Obecny rząd konserwatystów i liberałów jest najbardziej krytykowaną koalicją rządzącą w historii kraju. Do całej rzeszy krytyków rządu konserwatystki Ingridy Šimonytė dołączył dzisiaj były prezydent kraju Valdas Adamkus.
Były prezydent skrytykował obecny rząd za otwarcie w kraju przedstawicielstwa Tajwanu, w wyniku czego Litwa i Chiny są skłóceni, zaś na skutek tego mieszkańcy, biznes i cały kraj został narażony na gigantyczne straty.
(…) przez sytuację z Chinami straty są gigantyczne, a tego można było uniknąć. Należało o tym rozmawiać, uzgodnić z Sejmem, rządem, prezydentem i tylko wtedy podjąć decyzję o poparciu bądź też nie, o przyznaniu Tajwanu, bądź też nie”
– powiedział w piątkowym wywiadzie Adamkus.
Prezydent uważa, że uznać Tajwan w pierwszej kolejności powinien był „cały świat, duże i wpływowe państwa i to ich decyzja miałaby skutki, nie zaś małej Litwy”.
Z całym szacunkiem dla tej naszej małej Litwy, nisko się przed nią kłaniam, ale nie jesteśmy na tyle silni, by pokazywać, jak powinien zachowywać się świat. Nie może dochodzić do takich sytuacji w polityce zagranicznej i mam nadzieję, że to się już nie powtórzy”
– oświadczył Adamkus.
Eksprezydent ubolewał z powodu napięcia na linii urząd prezydenta – rząd.
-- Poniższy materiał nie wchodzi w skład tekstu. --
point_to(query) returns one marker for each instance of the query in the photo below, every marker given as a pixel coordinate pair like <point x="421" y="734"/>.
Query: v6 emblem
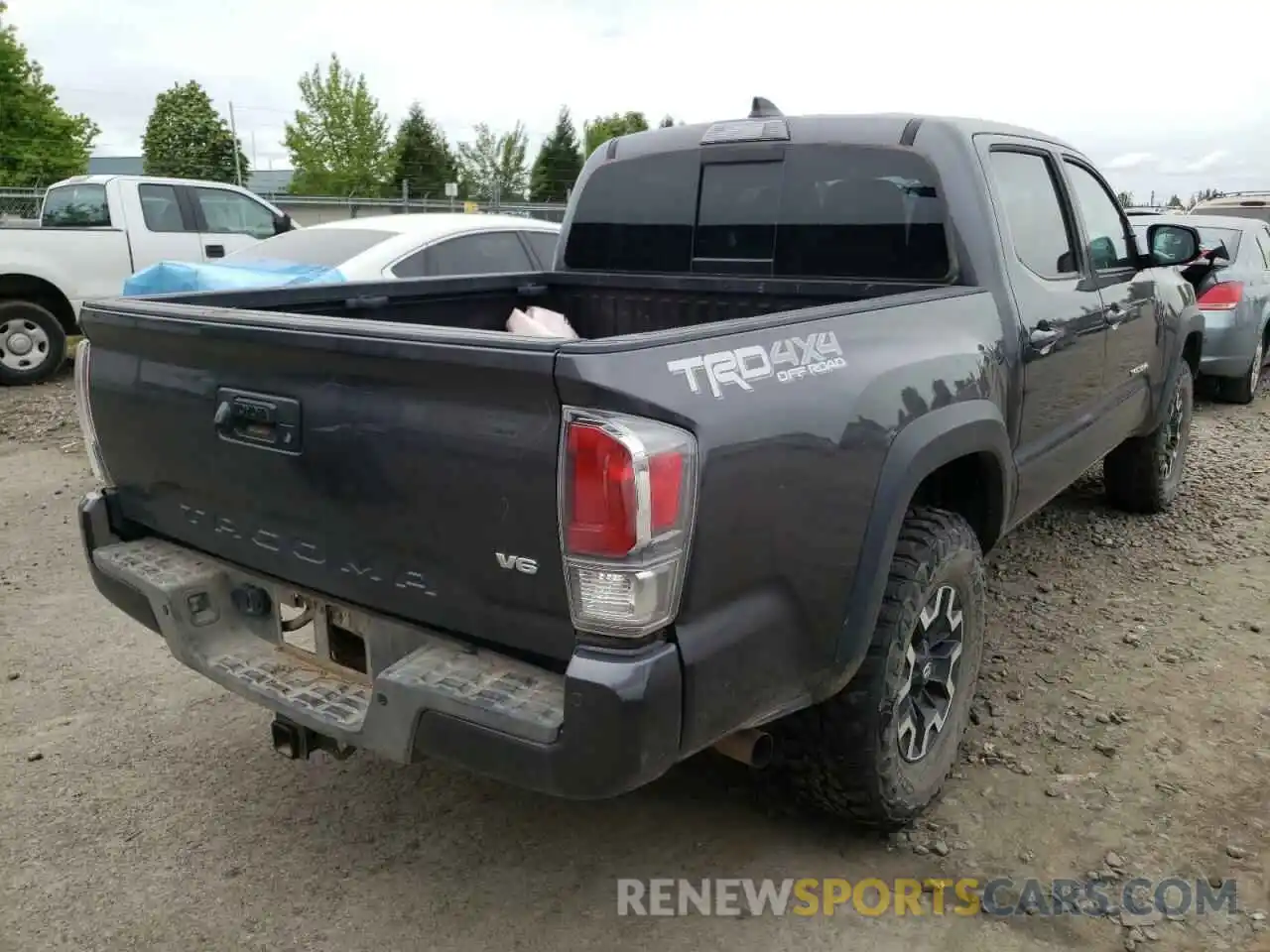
<point x="527" y="566"/>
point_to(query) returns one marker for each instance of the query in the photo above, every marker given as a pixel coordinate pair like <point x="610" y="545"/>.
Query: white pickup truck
<point x="94" y="231"/>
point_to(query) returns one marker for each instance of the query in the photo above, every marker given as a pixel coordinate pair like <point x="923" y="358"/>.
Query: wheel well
<point x="971" y="486"/>
<point x="1192" y="349"/>
<point x="26" y="287"/>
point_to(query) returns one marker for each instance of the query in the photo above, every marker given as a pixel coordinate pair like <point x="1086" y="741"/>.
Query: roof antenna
<point x="763" y="109"/>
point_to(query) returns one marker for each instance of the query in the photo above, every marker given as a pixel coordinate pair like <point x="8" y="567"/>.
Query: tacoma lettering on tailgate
<point x="788" y="359"/>
<point x="294" y="547"/>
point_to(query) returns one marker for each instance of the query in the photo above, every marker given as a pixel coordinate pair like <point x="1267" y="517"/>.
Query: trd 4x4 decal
<point x="788" y="359"/>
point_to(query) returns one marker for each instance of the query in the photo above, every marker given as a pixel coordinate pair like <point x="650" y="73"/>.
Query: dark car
<point x="826" y="363"/>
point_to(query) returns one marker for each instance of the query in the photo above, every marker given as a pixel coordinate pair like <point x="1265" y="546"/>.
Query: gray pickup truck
<point x="826" y="365"/>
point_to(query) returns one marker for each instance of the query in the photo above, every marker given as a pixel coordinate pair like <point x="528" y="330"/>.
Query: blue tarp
<point x="172" y="277"/>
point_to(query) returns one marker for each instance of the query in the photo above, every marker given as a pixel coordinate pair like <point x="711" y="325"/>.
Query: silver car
<point x="1232" y="285"/>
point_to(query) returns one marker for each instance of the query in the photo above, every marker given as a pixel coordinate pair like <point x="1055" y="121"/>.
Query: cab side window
<point x="1034" y="213"/>
<point x="1109" y="241"/>
<point x="160" y="208"/>
<point x="231" y="213"/>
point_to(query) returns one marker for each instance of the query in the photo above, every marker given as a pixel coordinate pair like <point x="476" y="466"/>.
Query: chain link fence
<point x="19" y="206"/>
<point x="313" y="209"/>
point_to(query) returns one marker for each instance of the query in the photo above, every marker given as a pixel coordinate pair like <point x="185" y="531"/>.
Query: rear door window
<point x="317" y="246"/>
<point x="1103" y="226"/>
<point x="231" y="213"/>
<point x="160" y="208"/>
<point x="81" y="206"/>
<point x="822" y="212"/>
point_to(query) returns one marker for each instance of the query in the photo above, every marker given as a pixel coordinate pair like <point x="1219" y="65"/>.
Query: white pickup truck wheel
<point x="32" y="343"/>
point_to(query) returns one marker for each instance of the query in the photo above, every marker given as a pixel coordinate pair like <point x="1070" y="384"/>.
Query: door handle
<point x="1043" y="336"/>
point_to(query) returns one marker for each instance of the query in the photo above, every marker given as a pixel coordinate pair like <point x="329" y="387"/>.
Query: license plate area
<point x="329" y="635"/>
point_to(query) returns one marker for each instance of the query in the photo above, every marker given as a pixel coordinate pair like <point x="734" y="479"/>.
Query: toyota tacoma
<point x="826" y="363"/>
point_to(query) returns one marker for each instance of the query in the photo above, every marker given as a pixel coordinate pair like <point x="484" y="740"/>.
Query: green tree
<point x="40" y="141"/>
<point x="604" y="127"/>
<point x="187" y="139"/>
<point x="558" y="164"/>
<point x="422" y="158"/>
<point x="494" y="164"/>
<point x="339" y="140"/>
Serce boli, gdy obserwuję niektóre wydarzenia, swoistą swawolę, zupełny brak szacunku dla wyższej instancji”
– obcesowy stosunek Šimonytė do prezydenta Gitanasa Nausėdy skomentował eksprezydent.
Prezydent dowiaduje się o poszczególnych działaniach z mediów czy inne kanały”
– słów krytyki dla konserwatystki Šimonytė nie szczędził Adamkus.
Na skutek kryzysu spowodowanego przez rząd konserwatystów i liberałów spółki, mieszkańcy i budżet kraju zostali narażeni na gigantyczne straty, zaś za granicą Litwa stała się z tego powodu obiektem kpin i żartów.
Pekińskie media piszą o Litwie jako o „małym zwariowanym kraju”, zaś w UE Litwa jest już uważana za kraj o podwyższonym ryzyku politycznym i inwestycyjnym.